The bigger picture: Instead of looking at it from a loss perspective, we see that 5–10% as savings immediately available to insurers who upgrade their system. New systems open up new opportunities beyond fixing old problems, they can help insurers grow in new ways.
Big Tech and Insurance
Amazon is leveraging Prime memberships to sell small commercial Insurance.
What it means for now: Amazon has a foot in the door with almost every company in the United States, and now they’re about to use that opportunity to expand their Insurance business in a big way.
Where it’s going: The Insurance industry overall is poised for dramatic growth, innovations are giving rise to new kinds of coverage and coverage bundling.
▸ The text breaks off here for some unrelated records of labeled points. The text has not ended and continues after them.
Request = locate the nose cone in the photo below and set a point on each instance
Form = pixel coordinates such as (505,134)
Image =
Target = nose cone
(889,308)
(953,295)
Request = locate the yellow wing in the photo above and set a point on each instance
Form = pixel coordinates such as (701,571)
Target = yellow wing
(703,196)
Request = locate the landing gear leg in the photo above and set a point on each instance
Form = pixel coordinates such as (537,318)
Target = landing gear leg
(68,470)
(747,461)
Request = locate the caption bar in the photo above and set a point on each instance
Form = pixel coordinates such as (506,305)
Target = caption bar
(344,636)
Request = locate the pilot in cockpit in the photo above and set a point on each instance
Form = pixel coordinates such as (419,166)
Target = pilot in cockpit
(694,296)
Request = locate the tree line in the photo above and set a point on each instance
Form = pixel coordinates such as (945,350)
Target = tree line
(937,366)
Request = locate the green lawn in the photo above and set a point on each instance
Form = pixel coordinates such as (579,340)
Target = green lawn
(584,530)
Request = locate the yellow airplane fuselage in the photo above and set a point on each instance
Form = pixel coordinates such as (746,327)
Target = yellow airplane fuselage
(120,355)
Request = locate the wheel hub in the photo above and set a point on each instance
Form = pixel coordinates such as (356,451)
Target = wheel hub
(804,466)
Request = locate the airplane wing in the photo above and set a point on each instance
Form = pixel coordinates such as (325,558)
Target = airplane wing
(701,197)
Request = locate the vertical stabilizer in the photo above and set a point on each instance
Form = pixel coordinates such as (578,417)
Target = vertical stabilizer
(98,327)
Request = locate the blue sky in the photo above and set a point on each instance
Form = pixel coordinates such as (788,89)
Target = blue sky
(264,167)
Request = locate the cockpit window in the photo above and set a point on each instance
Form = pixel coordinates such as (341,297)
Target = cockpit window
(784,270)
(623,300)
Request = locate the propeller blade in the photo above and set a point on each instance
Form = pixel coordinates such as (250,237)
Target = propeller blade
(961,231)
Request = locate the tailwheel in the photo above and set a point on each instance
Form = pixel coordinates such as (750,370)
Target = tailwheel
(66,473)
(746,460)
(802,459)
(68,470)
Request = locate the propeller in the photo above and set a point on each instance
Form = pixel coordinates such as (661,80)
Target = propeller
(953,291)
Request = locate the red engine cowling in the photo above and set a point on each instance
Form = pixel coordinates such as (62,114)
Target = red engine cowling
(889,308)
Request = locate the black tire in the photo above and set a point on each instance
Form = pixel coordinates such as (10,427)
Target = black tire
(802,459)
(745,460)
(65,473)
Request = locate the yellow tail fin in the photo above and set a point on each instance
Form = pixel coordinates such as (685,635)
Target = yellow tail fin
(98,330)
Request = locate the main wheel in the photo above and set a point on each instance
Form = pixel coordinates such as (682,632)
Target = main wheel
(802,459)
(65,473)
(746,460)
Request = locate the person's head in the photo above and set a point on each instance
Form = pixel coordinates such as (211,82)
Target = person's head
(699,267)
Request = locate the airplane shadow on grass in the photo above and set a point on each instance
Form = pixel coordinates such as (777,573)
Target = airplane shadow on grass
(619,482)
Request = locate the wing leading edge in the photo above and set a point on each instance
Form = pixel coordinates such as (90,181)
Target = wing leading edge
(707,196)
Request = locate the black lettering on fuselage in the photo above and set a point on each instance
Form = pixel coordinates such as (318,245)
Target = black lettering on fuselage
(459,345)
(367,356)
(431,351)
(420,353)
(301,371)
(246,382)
One of Amazon’s key competencies is their ability to sell bundles, which enables them to get the most out of every customer interaction. Bundling is something every insurer can get better at, and it will increase the financial-footprint of insurers who do it well.
What was behind the scenes of Chubb’s 23 billion dollar offer for Hartford that was rejected
What happened: Last month Chubb offered to buy Hartford for $23 billion. At face value, it seems to be a play to grow their small commercial business, but it has wider implications for our industry. Hartford later rejected the deal.
What analysts were saying: “A transaction like this would add even more size and scale to Chubb … making the company the fifth-largest P&C insurer in the United States based on 2020 net written premiums and strengthening the position of Chubb as the leading commercial insurer in the United States,” said James Auden, managing director of insurance at Fitch Ratings.
What it means: Hartford is an industry-leading small commercial insurer, and Chubb believes they can bring significant cost savings. This just shows that even the industry leaders are ripe for improvement.
Could it actually be about personal lines? A lot of the analysis focused on small commercial, which makes sense, but Hartford’s personal lines business is also very strong with a licensing deal with AARP and writing over $5 billion combined personal lines, auto, and homeowners.
What they’re saying: With the acquisition, Chubb would be entering personal lines markets where they don’t have a very significant presence today, and be placing themselves in direct competition with the likes of Allstate, State Farm, Progressive, Geico, and others.
Chubb’s Reaction: The diversification and scale available through Hartford is a tempting opportunity, but Chubb is standing by their original offer for now.